Ahora bien, desconocemos los proyectos de Iván Duque para dinamizar la economía naranja. A la fecha contamos con el panorama para el petróleo y el impulso que quiere conferirle a la minería, expuesto en varios de los trinos de su cuenta de Twitter. Ante este escenario y conmemorando este año, un siglo de la industria petrolera en el país, es pertinente preguntar por qué Colombia no ha logrado concretar los recursos de sus bonanzas minero-energéticas en la mejora de la calidad de vida de sus habitantes o en la dinamización de otros sectores de su economía.
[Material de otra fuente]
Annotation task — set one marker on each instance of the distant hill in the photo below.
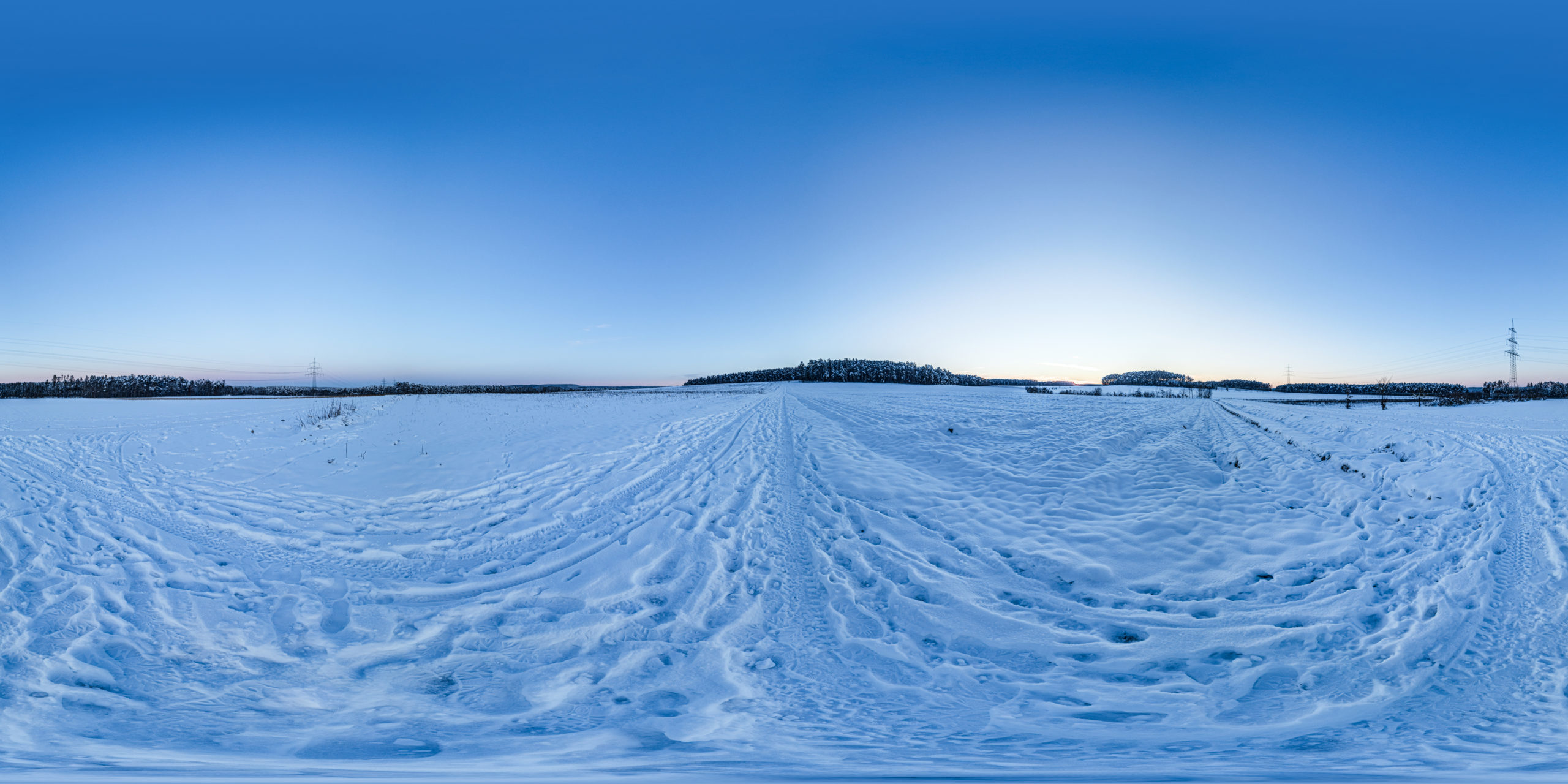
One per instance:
(1166, 379)
(852, 371)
Quizá un aporte a la respuesta lo encontramos al observar el hecho de que en los últimos años el petróleo ha significado el 52% de las exportaciones del país, así como la principal fuente para el ingreso de divisas. Lo anterior no solo devela la importancia de la renta petrolera en Colombia, aunque esta actividad, de acuerdo con cifras del Ministerio de Minas y Energía, representa el 7% del PIB, sino que constituye un importante aporte para los gastos de los gobiernos nacionales y locales.
El país ha consumido buena parte de sus ingresos en gastos para solventar los requerimientos municipales y departamentales. Lo anterior es ineludible; no obstante, otra importante porción de estos ingresos se ha perdido a través de la corrupción, en obras que se empiezan y quedan inconclusas o se transforman en elefantes blancos. Y una parte más se fuga en las deducciones tributarias que se realizan a las compañías minero-energéticas, que tal y como lo expresa el especialista Álvaro Pardo, entre 2010 y 2016 ascendieron a cerca de 3.300 millones de dólares anuales.
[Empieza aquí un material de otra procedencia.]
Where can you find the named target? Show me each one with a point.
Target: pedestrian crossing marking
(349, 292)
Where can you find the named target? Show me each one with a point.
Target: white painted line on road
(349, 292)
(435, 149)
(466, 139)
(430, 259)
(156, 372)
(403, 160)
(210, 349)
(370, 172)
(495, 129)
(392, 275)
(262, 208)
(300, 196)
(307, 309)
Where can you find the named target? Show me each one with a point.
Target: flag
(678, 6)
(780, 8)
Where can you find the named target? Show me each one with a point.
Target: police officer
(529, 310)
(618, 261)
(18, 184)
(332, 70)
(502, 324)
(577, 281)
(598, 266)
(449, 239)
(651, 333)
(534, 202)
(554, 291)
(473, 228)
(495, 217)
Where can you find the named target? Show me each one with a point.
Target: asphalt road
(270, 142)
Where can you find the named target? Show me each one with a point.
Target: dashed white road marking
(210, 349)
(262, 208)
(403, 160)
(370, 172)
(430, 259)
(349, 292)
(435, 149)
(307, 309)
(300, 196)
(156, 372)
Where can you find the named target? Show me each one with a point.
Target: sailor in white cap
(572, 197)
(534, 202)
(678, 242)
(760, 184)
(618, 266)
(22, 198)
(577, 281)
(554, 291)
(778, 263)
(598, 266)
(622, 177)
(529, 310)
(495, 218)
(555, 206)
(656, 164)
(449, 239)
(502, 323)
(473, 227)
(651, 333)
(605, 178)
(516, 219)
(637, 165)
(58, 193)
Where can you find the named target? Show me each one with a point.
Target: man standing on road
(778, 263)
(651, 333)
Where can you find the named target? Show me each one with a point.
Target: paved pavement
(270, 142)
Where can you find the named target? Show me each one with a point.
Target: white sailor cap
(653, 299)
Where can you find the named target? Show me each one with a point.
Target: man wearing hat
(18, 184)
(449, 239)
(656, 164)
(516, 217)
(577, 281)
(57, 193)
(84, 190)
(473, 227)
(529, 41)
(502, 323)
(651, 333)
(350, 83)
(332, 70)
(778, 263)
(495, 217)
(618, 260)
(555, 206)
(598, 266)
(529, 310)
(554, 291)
Varias de las zonas del país en las que se adelantan la explotación de petróleo, gas y carbón tienen aún necesidades básicas insatisfechas. De manera que en unos años, cuando el país deba importar hidrocarburos para responder a su demanda de petróleo, se hará más ostensible que no hubo un ahorro para los tiempos de déficit, ni menos inversión en investigación o potencialización de sectores encadenados a la extracción minero-energética o en el desarrollo de mecanismos para la obtención de energías renovables.
El camino al que han conducido el país quienes lo han gobernado ha sido el del agotamiento y la depredación de nuestro patrimonio natural, bajo la lógica de que este es ilimitado y puede permitir, con mayor facilidad que otras vías, la generación de riqueza. Esto no solo ha profundizado la desigualdad estructural de nuestra sociedad; adicionalmente, nos ha generado pasivos y deterioro ambiental que no podremos compensar. El sector minero-energético tampoco ha sido una fuente de empleo en magnitudes relevantes, dado que, por ejemplo, en la vigencia fiscal 2015 habían creado solo 54.000 puestos de trabajo, para los que requirió a habitantes de zonas rurales, cuyo nivel de escolaridad era primaria y quienes no desempeñaron labores especializadas o que les posibilitaran su cualificación.
En concordancia con todo lo que se ha venido exponiendo aquí, se infiere que dentro de los quehaceres que tendremos que liderar como la generación del cambio se encuentra el relativo a resignificar lo político y las formas en las que esto se desenvuelve. Sumado a esto, la proposición de alternativas para que el país supere el extractivismo como fuente de ingresos.
En este sentido, los compromisos pasarán por diversificar la matriz productiva de Colombia y por impulsar las iniciativas para la incorporación de energías no convencionales y la transición energética, fundamentalmente, para proteger la vida, el agua y nuestro equilibrio con los entornos que habitamos.